Beltrán and Daniel De La Rosa won Men's Doubles at the 2018 World Championships in San José, Costa Rica, where they defeated Rocky Carson and Sudsy Monchik in the final, 10-15, 15-9, 11-2, after beating Bolivians Roland Keller and Conrrado Moscoso, 15-14, 15-8, in the semi-finals.

Beltrán and Daniel De La Rosa won Men's Doubles at the 2022 World Championships in San Luis Potosi, Mexico, where they defeated Bolivians Roland Keller and Conrrado Moscoso, coming back from two games down to win 7-11, 12-14, 11-7, 11-5, 11-6, in the final. In the semi-finals, they beat Americans Sam Bredenbeck and Charlie Pratt, 12-10, 11-9, 11-7.

==Career summary==
Playing for Mexico, Beltrán has won 25 gold medals, doing so in both singles and doubles. His highlights are two gold medals in Men's Doubles at the Pan American Games and six World Championships: one in singles and five in doubles. He's also won 3 times on the IRT, and 3 US Open IRT doubles titles.

===Career record===

This table lists Beltrán's results across annual events.

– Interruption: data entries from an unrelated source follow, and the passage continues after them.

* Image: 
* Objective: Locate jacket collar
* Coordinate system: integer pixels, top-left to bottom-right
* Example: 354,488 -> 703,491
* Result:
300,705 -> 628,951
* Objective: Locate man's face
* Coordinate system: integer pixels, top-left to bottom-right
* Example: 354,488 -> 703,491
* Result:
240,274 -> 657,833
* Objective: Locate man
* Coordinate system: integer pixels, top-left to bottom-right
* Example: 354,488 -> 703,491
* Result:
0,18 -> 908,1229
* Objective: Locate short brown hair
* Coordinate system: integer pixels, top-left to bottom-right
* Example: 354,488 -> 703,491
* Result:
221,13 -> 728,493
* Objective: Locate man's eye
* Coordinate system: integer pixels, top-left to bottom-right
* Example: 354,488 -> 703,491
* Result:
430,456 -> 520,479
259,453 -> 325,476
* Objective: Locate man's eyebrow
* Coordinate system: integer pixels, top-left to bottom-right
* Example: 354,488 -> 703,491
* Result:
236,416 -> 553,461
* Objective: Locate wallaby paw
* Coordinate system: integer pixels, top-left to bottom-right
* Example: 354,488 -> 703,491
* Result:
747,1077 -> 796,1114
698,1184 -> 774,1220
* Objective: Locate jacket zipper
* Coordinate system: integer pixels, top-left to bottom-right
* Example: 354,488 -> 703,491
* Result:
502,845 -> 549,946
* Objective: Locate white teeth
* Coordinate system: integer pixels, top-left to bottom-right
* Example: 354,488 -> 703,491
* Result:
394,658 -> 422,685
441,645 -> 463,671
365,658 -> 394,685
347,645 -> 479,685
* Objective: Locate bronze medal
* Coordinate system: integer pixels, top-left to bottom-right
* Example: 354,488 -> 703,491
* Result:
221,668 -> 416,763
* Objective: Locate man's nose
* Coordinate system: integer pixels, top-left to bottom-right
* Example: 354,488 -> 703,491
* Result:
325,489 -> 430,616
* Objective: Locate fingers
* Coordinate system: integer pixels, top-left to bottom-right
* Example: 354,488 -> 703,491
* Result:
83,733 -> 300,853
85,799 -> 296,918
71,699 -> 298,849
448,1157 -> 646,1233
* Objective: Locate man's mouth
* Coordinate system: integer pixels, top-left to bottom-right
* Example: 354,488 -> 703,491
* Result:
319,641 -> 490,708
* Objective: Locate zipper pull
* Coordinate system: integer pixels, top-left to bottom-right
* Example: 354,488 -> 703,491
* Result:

Event: 2000; 2001; 2002; 2003; 2004; 2005; 2006; 2007; 2008; 2009; 2010; 2011; 2012; 2013; 2014; 2015; 2016; 2017; 2018; 2019; 2020; 2021; 2022; 2023
US Open: SF; QF; QF; 16; 16; QF; QF; QF; QF; -; F; 16; SF; SF; F; SF; QF; SF; 16; QF; P; 16; 32; -
US Open Doubles: F; QF; QF; F; W; F; P; W; W; -
IRT Ranking: 40; 6; 6; 5; 5; 6; 4; 4; 3; 4; 32; 11; 5; 3; 3; 3; 4; 4; 5; 5; 5; 11; 20; 45

Note: W = winner, F = finalist, SF = semi-finalist, QF = quarterfinalist, 16 = Round of 16. P = pandemic. There was no US Open in 2023.